Basically, RAM is the volatile memory, meaning, it will erase all the data once you clear it or restart the device. This specific part of the system is used to store the data of the system temporarily and data being actively used by applications.

Types of RAM

The RAM comes in two form factors -- DIMM (Dual In-Line Memory Module), which is found in desktops and servers, and SO-DIMM (Small Outline DIMM), you can see this in laptops and small computers. Even though, it has different sizes, the technology behind this is same. Saying that you cannot mix up both the RAM's as well.

What is DDR?

We've come across DDR3 RAM sometimes when we look up at the specifications of the devices. So what exactly is the DDR? The acronym of DDR is Double Data Rate, which means that two transfers happen per clock cycle. As tech grows, the RAM's technology also grows and thus came DDR, DDR2, DDR3 and much more.
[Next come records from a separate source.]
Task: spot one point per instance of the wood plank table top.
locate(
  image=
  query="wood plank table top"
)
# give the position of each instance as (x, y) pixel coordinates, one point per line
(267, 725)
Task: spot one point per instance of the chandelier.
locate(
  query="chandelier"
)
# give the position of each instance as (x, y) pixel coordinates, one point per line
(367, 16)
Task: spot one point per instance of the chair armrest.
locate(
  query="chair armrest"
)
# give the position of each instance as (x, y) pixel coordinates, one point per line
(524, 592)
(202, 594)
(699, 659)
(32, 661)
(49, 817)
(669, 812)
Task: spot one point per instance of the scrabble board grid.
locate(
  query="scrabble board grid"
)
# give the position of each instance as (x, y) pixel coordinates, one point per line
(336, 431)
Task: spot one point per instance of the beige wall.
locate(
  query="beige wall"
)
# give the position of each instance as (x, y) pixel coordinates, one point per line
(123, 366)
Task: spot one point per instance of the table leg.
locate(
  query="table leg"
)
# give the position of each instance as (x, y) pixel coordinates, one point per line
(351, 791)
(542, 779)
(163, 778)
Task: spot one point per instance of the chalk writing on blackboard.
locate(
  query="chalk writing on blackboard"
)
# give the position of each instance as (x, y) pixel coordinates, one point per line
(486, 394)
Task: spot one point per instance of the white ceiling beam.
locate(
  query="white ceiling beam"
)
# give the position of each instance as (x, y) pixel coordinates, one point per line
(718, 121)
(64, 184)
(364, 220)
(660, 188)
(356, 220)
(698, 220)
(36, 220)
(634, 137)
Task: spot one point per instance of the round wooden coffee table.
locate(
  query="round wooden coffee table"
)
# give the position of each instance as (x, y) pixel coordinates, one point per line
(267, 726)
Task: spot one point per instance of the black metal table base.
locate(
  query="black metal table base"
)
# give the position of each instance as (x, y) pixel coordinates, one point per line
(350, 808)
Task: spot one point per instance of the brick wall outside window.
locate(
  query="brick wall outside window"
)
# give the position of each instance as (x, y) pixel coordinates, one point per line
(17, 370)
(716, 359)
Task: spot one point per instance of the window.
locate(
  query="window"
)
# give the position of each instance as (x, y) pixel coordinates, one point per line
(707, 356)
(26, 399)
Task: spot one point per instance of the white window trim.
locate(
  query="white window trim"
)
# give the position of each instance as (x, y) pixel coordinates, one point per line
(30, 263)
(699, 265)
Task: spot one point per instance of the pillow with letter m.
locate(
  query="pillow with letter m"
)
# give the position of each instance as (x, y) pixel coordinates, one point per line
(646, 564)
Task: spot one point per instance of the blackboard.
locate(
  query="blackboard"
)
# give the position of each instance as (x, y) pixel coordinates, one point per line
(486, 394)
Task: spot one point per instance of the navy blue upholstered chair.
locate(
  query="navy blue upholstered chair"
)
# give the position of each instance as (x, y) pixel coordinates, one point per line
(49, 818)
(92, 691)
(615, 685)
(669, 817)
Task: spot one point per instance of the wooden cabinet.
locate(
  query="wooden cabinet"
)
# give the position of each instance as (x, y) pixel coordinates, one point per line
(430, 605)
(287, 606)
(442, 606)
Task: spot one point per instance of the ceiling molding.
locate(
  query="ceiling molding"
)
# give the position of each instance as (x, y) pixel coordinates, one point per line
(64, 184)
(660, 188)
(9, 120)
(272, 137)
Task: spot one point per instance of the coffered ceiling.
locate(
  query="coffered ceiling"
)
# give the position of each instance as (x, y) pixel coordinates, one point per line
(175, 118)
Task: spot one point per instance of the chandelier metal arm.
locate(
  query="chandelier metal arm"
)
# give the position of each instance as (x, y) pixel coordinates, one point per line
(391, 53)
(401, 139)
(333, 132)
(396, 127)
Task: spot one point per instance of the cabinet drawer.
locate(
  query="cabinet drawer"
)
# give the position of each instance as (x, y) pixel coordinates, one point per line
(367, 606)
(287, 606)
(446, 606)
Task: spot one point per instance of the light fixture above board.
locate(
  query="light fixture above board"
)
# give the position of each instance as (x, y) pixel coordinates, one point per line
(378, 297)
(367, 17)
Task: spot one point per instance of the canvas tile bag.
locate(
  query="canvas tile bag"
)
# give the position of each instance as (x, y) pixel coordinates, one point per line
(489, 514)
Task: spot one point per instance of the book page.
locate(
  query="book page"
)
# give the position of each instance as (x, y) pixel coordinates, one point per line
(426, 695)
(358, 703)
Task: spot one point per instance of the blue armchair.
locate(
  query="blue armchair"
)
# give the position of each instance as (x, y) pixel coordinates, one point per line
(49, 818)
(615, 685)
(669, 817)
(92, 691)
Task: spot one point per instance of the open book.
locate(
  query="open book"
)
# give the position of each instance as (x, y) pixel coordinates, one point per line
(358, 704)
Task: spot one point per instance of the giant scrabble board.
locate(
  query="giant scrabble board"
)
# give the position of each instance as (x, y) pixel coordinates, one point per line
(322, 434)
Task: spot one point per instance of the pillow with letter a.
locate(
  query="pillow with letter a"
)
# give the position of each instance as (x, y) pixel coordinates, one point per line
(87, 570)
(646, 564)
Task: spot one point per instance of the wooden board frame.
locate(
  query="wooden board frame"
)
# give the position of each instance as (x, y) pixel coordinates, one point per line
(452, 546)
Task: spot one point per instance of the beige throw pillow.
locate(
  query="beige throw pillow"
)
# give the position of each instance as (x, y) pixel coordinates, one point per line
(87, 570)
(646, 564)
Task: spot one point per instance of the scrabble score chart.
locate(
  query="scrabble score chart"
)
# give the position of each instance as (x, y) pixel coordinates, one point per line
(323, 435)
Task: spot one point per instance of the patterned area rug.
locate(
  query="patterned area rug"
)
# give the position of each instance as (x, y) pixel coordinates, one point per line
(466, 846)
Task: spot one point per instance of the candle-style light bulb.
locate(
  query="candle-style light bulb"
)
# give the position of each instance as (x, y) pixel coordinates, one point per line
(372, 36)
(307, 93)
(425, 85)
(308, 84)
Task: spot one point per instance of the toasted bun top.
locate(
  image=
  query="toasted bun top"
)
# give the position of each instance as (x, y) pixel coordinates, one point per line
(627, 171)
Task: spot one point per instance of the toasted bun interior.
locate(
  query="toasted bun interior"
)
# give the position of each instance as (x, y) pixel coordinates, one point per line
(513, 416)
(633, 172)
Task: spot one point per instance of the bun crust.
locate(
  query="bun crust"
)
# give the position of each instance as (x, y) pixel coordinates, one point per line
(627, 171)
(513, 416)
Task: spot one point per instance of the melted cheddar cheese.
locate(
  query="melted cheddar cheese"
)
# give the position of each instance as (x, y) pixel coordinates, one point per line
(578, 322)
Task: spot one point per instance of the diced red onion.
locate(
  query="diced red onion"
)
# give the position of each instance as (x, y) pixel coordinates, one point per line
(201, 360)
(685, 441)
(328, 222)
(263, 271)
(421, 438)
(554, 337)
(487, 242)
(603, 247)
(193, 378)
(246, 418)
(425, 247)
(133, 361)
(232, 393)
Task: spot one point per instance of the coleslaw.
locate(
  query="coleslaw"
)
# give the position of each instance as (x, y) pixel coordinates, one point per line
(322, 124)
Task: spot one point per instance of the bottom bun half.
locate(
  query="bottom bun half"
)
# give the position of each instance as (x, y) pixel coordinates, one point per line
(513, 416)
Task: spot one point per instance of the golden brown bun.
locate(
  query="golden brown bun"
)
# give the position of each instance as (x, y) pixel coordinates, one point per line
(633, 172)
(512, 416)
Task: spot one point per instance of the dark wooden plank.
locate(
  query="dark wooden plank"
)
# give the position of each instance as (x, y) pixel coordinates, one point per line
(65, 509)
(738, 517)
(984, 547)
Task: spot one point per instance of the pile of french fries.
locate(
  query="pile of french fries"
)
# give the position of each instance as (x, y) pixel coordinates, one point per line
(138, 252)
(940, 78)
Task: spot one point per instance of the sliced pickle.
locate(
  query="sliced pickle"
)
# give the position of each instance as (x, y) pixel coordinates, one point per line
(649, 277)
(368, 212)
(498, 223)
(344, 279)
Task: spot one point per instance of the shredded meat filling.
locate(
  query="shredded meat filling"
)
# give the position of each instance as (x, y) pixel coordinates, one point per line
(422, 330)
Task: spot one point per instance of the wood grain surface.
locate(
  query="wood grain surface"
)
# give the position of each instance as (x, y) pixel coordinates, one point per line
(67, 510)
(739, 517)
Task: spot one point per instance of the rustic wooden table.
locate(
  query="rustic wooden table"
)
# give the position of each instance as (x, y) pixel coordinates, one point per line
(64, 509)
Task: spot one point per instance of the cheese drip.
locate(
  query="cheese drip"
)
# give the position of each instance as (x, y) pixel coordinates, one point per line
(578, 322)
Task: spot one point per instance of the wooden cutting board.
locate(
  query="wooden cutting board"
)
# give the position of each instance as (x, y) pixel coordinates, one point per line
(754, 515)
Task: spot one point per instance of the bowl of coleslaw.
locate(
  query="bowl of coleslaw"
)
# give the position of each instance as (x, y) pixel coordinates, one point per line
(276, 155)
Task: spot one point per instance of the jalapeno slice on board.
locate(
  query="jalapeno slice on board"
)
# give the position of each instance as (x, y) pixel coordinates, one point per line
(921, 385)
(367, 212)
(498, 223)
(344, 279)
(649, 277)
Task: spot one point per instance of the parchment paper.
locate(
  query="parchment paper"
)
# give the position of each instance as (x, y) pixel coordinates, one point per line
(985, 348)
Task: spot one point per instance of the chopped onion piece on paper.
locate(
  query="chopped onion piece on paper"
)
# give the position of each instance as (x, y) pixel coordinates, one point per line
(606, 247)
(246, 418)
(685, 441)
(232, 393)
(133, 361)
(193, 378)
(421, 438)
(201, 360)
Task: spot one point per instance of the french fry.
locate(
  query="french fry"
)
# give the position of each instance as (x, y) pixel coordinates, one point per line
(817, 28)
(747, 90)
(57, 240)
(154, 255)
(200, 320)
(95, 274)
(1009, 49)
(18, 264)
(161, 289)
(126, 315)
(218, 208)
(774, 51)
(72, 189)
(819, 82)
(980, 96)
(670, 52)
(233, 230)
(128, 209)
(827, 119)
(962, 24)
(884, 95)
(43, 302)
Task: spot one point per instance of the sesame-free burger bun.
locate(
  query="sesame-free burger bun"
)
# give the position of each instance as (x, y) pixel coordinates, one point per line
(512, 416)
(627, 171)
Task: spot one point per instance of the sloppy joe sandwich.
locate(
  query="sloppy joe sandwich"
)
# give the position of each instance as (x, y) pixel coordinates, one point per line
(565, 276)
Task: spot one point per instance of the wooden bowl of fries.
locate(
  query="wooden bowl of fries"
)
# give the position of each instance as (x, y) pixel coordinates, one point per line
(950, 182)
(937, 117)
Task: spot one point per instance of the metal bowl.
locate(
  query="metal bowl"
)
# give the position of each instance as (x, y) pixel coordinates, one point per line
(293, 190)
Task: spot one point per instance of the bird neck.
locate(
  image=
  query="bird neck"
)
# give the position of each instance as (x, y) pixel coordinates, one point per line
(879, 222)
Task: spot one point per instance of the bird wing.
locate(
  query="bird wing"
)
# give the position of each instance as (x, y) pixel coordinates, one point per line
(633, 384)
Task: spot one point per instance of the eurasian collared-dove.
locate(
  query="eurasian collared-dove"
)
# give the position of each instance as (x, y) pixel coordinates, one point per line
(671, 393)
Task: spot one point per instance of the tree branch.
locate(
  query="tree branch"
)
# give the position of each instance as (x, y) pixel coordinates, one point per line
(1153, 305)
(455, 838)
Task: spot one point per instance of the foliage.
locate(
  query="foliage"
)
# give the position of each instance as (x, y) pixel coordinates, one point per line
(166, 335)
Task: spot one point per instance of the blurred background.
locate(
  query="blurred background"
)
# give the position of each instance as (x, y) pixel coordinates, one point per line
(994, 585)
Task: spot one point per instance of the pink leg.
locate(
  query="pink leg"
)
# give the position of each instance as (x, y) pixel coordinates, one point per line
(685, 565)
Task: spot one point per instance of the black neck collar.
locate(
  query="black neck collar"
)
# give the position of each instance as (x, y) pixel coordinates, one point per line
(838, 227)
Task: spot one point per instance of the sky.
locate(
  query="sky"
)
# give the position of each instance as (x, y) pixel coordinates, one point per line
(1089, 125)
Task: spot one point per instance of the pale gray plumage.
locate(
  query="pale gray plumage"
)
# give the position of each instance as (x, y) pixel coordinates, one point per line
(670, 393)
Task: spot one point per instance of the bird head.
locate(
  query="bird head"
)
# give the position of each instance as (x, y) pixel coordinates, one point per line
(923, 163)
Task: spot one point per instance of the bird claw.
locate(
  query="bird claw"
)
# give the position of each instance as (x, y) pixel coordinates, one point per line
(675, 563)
DDR2 is the oldest RAM and comes with 240 pins (200 for SO-DIMM). Today, you can buy this, in case if you want to upgrade your older machine.

SEE ALSO: How to Turn an Apple iPad Into a Secondary Monitor for PC/Mac

The DDR3 was released in 2007 and is used in most of the system. While DDR3 DIMMs have the same number of pins as DDR2 they run at lower voltages and higher timings.

The DDR4 is the newest addition to the RAM family. As per the specifications, it drops the voltage from 1.5V to 1.2V with increasing the number of pins to 260.

RAM has been referred in a way with two set of numbers -- DDR3-1600 and PC3-12800. The number paired after DDR refers to the number of mega transfers (MT) per second. (For example, DDR3-1600 RAM operates at 1600 MT/s). The number paired after PC refers to the theoretical bandwidth in megabytes per second. (For example, PC3-12800 operates at 12800 MB/s).

The Frequency is measured in MHz and higher numbers indicate faster access to the information stored in memory. The Latency, on the other hand, represent the delay between a request and execution of the task, meaning lower numbers are better.